Figure 6. Effect of bafilomycin A1 on PMA-induced endocytosis of Cx43

(A) IAR20 cells were treated with bafilomycin A1 (Baf; 200 nM) or vehicle (DMSO) for 30 min prior to and during treatment with PMA (100 ng/ml) for the indicated times. Cells were fixed, immunostained with anti-Cx43 antibodies and visualized using fluorescence microscopy. Scale bar, 20 μm. (B) IAR20 cells were left untreated or treated with bafilomycin A1 (200 nM) or vehicle (DMSO) for 30 min prior to and during treatment with PMA (100 ng/ml) and cycloheximide (Chx; 10 μg/ml) or cycloheximide alone for 60 min as indicated. Cell lysates were prepared and equal amounts of total cell protein were subjected to SDS/PAGE. Cx43 was detected by Western blotting using antibodies raised against the C-terminal end of Cx43 (left panel) or antibodies recognizing the amino acids 130–143 in the internal loop of Cx43 (Sigma antibody; right panel). For both antibodies, the Cx43 band intensities on gels were measured using Scion Image. Results shown are the means±S.E.M. for three independent experiments. Statistical analysis was performed using one-way ANOVA with Tukey–Kramer multiple comparisons test. Cells treated with cycloheximide and PMA had significantly reduced levels of Cx43 protein compared with cells treated with cycloheximide alone (*P<0.05). This loss of Cx43 was significantly counteracted by bafilomycin A1 (**P<0.05). (C) IAR20 cells were treated with bafilomycin A1 (200 nM) for 30 min prior to and during treatment with PMA (100 ng/ml) for 60 min. Cells were fixed and double stained with Cx43 (middle panels) and EEA1 or CD63 (left panels) antibodies as indicated and visualized using confocal immunofluorescence microscopy. Merged images are shown in the right panels, with yellow indicating co-localization. Insets show enlarged view of representative Cx43-positive endosomes. Scale bars, 10 μm.

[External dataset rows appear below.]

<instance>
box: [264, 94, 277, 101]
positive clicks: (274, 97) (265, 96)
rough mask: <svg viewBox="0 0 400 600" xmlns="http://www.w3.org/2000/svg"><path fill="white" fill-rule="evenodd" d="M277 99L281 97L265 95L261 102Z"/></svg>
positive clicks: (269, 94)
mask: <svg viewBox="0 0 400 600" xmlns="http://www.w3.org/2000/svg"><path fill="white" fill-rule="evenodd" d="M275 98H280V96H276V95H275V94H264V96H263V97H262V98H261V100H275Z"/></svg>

Figure 7. Immunoelectron microscopy analysis of Cx43 localization in cells treated with bafilomycin A1 and PMA

To identify lysosomes, cells were incubated with 8 nm BSA–gold for 3 h and chased overnight. IAR20 cells were treated with bafilomycin A1 (200 nM) for 30 min prior to and during treatment with PMA (100 ng/ml) for 60 min, fixed, prepared for electron microscopy and labelled for Cx43 (15 nm gold). (A) Cx43 often localized in electron-lucent vacuoles with few internal vesicles, which resembled early endosomes. Cx43 was, under these conditions, found both on the limiting membrane of the vacuole and on the internal vesicles. (B–D) Cx43 was also found in more electron-lucent vacuoles containing several internal vesicles. Sometimes these vacuoles contained what appeared to be remnants of gap junction double membranes (arrowheads). (E) Cx43 labelling in multivesicular endosome that appear to fuse with a lysosome. (F) Cx43 labelling in enlarged multivesicular endosome with 8 nm gold particles. Scale bars, 200 nm.